Fungal ITS Amplicon Analysis Workflow

This section outlines the workflow required to analyse amplicon sequences of the internal transcribed spacer (ITS) region located between the small and large rRNA subunits to produce Amplicon Sequence Variant (ASV) information for the Australian microbiome Initiative. Amplicons are derived from primers targeting the fungal ITS1 and ITS4 regions (ITS1F and ITS4).
Analysis is completed on a per sequencing run (sequencing plate) basis.
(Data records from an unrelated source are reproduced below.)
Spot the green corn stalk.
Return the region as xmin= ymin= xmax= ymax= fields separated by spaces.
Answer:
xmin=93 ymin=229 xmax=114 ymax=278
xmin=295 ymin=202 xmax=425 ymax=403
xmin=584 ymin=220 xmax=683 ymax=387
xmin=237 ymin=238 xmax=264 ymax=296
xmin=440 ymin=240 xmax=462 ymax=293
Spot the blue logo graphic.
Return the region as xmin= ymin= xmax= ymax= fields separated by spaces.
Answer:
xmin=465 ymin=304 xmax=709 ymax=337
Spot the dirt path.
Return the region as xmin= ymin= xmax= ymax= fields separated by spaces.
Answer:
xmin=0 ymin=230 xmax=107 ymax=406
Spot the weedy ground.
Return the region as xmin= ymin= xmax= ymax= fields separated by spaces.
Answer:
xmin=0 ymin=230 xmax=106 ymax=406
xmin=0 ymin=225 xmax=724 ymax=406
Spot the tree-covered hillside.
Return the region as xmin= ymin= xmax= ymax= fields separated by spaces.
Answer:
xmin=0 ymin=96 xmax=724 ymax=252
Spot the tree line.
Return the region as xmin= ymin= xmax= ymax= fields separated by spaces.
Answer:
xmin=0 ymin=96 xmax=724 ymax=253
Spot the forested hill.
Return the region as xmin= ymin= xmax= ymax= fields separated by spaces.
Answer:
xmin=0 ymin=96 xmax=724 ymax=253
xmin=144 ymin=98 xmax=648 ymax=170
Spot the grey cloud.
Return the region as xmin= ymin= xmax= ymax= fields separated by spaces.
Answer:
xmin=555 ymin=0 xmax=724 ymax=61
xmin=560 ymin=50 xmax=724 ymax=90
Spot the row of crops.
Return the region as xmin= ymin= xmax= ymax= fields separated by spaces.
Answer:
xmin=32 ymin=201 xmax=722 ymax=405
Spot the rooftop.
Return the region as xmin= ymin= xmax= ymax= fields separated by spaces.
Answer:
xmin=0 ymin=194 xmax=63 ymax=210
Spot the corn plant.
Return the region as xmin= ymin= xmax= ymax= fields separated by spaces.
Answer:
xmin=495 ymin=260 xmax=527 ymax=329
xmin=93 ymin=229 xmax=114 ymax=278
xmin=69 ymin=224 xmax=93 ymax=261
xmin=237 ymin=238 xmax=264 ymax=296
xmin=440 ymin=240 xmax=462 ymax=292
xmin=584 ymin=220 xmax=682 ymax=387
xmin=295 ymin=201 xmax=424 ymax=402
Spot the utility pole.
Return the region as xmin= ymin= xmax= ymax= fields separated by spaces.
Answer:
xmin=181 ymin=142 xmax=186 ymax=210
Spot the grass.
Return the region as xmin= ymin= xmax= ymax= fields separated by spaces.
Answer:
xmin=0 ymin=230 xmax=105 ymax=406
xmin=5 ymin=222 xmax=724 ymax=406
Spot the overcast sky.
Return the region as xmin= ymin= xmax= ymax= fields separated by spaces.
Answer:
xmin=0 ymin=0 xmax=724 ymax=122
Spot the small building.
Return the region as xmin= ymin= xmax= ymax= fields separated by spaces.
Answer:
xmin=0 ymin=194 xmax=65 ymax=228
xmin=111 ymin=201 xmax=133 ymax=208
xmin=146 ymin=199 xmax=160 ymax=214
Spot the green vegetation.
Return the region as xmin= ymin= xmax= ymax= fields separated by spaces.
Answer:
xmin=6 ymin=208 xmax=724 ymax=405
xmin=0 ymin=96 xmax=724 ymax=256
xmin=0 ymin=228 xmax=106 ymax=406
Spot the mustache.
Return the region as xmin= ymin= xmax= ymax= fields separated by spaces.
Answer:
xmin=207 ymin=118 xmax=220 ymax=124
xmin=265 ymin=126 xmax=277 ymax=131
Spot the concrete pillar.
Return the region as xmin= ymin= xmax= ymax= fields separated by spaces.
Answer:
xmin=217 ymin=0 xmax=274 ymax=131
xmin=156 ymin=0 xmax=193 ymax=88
The workflow consists of the following stages:

 A] Sequence preparation and merging
1. Convert fastq file format to fasta file format
2. Identify and isolate putative fungal ITS1 and ITS2 regions from R1 and R2 reads
3. Add sampleID, runID and "sample=" information to the sequence headers
4. Concatenate all sequences per sequencing run into a single file
B] Sequence analysis
1. Quality screening, zotu/ASV calling and sequence mapping
2. Classify and remove flipped sequences
3. Replace arbitrary ASV ID's with the sequence itself in the table index
C] Following analysis, all data is combined to give a single dataset, by the following steps:
1. Merge tables into a single table
2. Remove controls from the abundance tables, to create separate samples and control datasets
3. Make a fasta from the abundance table
4. Classify Sequences

Software Required

The following software is used in the steps below:

 1. ITSx (Bengtsson-Palme et al., 2013)
2. Mothur (Schloss, et al., 2009)
3. USEARCH (Edgar 2010)
4. Seqtk (https://github.com/lh3/seqtk)
5. Fastx (http://hannonlab.cshl.edu/fastx_toolkit/)
6. Python3.X

A] Sequence preparation and merging

Identify and isolate ITS1 and ITS2 regions

Illumina fastq R1 and R2 files are first converted to fasta file format using SeqTk. In addition, SeqTk is used to generate the reverse complement of R2 reads.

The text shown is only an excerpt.